That's exactly why our Femmes loved it. They're on Scott this year, but at least two of them begged to keep the Ridley.


----------



## dd123 (Sep 14, 2012)

I tried ridley fenix but found size S too small and size M bit large. 
I am 5'10


----------



## jointoday (Jun 26, 2014)

I also tried a Ridley Fenix medium, I am 5' 10", the reach was about an inch too long with 110 mm stem. You think this can be corrected with a shorter stem (80 or 90 mm), or should I just pass on the bike & move on to a bike with a shorter reach?


----------



## dd123 (Sep 14, 2012)

I'd say if you like the ride of Fenix, go for it then.

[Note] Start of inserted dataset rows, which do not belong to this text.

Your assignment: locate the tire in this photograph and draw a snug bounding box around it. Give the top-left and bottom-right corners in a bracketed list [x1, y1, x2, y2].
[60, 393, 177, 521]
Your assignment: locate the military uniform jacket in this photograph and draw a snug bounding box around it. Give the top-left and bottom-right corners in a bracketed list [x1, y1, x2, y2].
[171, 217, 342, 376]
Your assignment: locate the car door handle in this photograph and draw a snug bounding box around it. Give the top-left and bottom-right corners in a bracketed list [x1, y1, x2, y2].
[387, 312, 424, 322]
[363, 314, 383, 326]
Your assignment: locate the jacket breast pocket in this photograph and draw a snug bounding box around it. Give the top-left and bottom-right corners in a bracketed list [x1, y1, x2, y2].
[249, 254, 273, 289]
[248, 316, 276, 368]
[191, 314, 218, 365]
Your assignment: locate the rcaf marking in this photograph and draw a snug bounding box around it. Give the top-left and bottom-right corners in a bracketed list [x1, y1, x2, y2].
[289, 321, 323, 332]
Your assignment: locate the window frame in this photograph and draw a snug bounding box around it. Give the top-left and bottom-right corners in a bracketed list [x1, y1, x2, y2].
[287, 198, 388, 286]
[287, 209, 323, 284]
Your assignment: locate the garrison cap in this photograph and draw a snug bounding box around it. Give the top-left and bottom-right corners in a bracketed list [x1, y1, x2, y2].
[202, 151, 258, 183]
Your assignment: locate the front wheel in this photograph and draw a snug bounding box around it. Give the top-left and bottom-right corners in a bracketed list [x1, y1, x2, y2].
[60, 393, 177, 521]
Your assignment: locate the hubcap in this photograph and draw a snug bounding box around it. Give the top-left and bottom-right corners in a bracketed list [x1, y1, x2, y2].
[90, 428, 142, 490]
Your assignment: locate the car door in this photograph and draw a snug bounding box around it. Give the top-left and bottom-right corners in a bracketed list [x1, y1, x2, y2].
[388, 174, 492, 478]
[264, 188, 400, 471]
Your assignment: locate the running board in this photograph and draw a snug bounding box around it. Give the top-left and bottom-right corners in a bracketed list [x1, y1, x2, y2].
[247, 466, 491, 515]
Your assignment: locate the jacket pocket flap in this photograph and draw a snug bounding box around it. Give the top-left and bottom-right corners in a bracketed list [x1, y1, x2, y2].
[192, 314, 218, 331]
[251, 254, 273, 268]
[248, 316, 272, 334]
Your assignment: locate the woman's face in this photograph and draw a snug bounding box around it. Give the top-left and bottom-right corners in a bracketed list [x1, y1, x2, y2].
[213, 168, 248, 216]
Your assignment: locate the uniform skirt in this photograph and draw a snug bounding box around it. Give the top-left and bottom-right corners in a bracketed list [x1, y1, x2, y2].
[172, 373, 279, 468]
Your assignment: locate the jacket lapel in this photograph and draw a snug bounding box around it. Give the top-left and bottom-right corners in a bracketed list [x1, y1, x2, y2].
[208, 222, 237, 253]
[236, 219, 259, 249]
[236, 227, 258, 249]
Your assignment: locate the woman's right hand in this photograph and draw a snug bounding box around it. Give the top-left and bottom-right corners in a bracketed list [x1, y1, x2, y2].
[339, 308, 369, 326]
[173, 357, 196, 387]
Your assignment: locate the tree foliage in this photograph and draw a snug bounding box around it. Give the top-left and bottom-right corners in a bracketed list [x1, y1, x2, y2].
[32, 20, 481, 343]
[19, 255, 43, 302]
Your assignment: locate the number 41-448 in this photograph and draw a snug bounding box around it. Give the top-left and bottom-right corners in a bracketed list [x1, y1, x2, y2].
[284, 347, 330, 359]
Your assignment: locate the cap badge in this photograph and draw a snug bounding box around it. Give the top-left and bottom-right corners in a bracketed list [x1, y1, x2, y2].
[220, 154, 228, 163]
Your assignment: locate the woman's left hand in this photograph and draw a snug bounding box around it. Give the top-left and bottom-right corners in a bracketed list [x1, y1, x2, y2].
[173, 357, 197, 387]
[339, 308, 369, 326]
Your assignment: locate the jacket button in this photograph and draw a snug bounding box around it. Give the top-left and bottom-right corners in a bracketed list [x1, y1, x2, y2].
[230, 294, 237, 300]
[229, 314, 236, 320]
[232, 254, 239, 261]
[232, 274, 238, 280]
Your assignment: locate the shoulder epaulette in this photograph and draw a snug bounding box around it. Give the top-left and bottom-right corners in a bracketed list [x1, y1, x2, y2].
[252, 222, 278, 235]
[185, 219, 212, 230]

It's not too big and you can always shorten it to 90mm stem.
I am riding a used LiteSpeed T5 which has Effective Top Tube of 57cm with stem of 110mm. I I liked the bike so much I bought it and I am happy with the fit. I even ran my bike and fit to of an expert bike fitter in san diego and he told me that the bike fits me good

I like the value given by performance bike.
If for some reason you don't like the bike, you can always return it


----------



## bikesinmud (Jan 1, 2005)

You guys seen the 2016 Fenix SL? Now there's a bike for Pave'. I like how they made the tubes thinner and went with a 27.2 post. My sister has an older model which is quite awesome but the new frame is going to be on my short list for those rougher race courses. Good enough for Paris-Roubaix, good enough for me!


----------